Where smoking really impacts your fertility is your sperm quality. Smoking affects almost every aspect of your sperm: count, motility, morphology, and semen volume.

Sperm Count: The sperm counts of smokers are generally 13-17% lower than their non-smoking brethren. This could be due to the hormonal changes we’ve already discussed impacting sperm production, or due to the fact that smoking increase Reactive Oxygenated species (ROS). ROS is essentially waste leftover by sperm, and in high amounts it can kill sperm.

Motility: The motility (how well your sperm swim) of smokers had been found to be nearly 13% lower than non-smokers. This could be due to a number of factors, such as impaired morphology(which we’ll be getting into later), or even altered semen viscosity/liquefaction time.

Morphology: Smoking affects your morphology (the shape of your sperm) so drastically that there is even a type of defect associated with it: a curved tail. This is especially noticeable in heavy smokers (more than 20 cigarettes per day.

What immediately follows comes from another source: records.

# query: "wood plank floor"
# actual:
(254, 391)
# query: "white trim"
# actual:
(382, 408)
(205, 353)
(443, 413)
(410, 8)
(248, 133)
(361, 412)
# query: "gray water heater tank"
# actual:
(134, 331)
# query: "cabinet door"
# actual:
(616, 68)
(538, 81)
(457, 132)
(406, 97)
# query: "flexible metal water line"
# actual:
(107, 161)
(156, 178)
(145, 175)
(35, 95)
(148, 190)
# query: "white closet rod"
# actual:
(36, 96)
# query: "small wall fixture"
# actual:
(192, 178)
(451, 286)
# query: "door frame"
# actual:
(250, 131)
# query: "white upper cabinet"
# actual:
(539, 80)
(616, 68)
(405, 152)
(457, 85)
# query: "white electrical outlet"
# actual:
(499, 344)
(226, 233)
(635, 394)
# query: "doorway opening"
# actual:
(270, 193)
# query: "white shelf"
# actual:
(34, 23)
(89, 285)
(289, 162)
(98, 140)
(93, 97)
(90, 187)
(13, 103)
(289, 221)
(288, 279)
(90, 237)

Semen Volume: Several studies have found an inverse relationship between smoking and semen volume (meaning that as smoking increased, semen volume decreased. This is caused largely by the hormonal effects of smoking, as well as the impact of smoking on the circulatory system.

Other Effects

Her: The thing with smoking is, you aren’t the only one being affected by it. Chances are, your partner is frequently exposed to your second-hand smoke, which can lead to a longer time to pregnancy, early menopause, and even higher miscarriage rates. Studies have shown that women who were exposed to secondhand smoke were 18% more likely to have these issues, even when the women had never smoked a cigarette herself.

Your Future Kids: The other person impacted by smoking? Your future kid. Smoking can lead to elevated levels of ROS, which can damage the DNA stored inside your sperm. If a sperm with damaged DNA manages to fertilize the egg, this could result in various birth defects. Additionally, this DNA damage could result in your son suffering from symptoms similar to the ones we discussed earlier in this article.

The Good News

The upside of all of this is that most of the effects of smoking on your fertility are reversible. While it will take around 72 days for you to see improvements in your semen parameters, your hormones will bounce back fairly quickly. The steps to getting healthy again are a simple as making the decision to quit. Here’s a great resource to help you quit smoking and get your health-and your fertility-back on track.

5 thoughts on “Smoking and Sperm Count”

  1. This is biology. Smoking effects on the sperm count is quite alarming. Thanks for sharing these for everyone awareness. I guess it is time for me to stop smoking now.

    1. Sorry for the delay, I don’t think much research has been done on e-cigs. Based on what I know, I would guess that e-cigs would do less damage than regular ones due to lower toxicity. I’ll do some research to see if anyone has done any studies on vaping and get back to you.

  2. What appears to be happening is that smoking -damaged sperm lose much of their ability to fight off destructive oxygen molecules — free radicals — in the seminal fluid. Interestingly, in addition to making sperm cells more sensitive to oxidative stress, smoking itself increases the concentration of free radicals in the seminal fluid.